The Revenue website states: “If you receive an interest-free loan, this is a benefit, and you may have to pay tax on it. The value of the benefit is the rate of return the funds would generate if they were invested on deposit.” However, it doesn’t specify the type of deposit or the bank.

Revenue link

In a Dáil Debate last November, Minister for Finance Michael McGrath implied that the applicable rate was the highest deposit rate available:

In the case of an interest-free loan, the person who receives the loan is deemed to take a gift for CAT purposes in each year they have the benefit of the loan. The gift is the interest-free element of the loan rather than the loan itself.
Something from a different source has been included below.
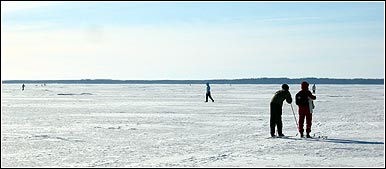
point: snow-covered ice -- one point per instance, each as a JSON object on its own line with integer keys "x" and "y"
{"x": 79, "y": 125}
The person will self-assess the value of this gift in determining whether or not any liability to CAT arises.​
For example, in the case of a two-year loan of €335,000 from parent to child, the best deposit interest rate available in the Irish market is currently around 3%. Based on this notional deposit interest rate of 3%, the value of the interest-free element of the loan is €10,050 for one year. After deducting the small gift exemption of €3,000, CAT will be due on the balance of €7,050 at the rate of 33%, provided that this amount, when aggregated with the value of any prior gifts or inheritances from within the Group A threshold, exceeds €335,000.​


McGrath’s response aligns with section 40 of the Capital Acquisitions Tax Consolidation Act 2003, which states that a tax-free loan “is deemed to consist of a sum equal to the difference between the amount of any consideration in money or money’s worth, given by the [lender] for [...] use, occupation or enjoyment, and the best price obtainable in the open market [my italics] for such use, occupation or enjoyment”:

Irish Statute Book link

However, in practice, this doesn’t seem to be strictly enforced. A recent Irish Times article on family loans states that “you will need to ensure you are charging at least your own bank’s demand deposit rate – which may change from time to time.”

Irish Times link

Suppose, for example, that a parent with a Bank of Ireland account extended an interest-free loan of €240,000 to a child to be repaid over two decades in monthly installments of €1,000. Applying the Bank of Ireland’s demand deposit rate as of August 2024 of 0.10%, the notional interest over the first year would total less than €240. Could the parent then effectively gift their child additional money by including a provision in the promissory note to reduce the remaining loan balance annually by an amount lower than the unused small gift exemption, say by €2,000, thereby realizing additional tax savings and decreasing the loan term from twenty years to seventeen? Or would the fact that no actual cash would change hands in such an arrangement mean that Revenue would not permit it?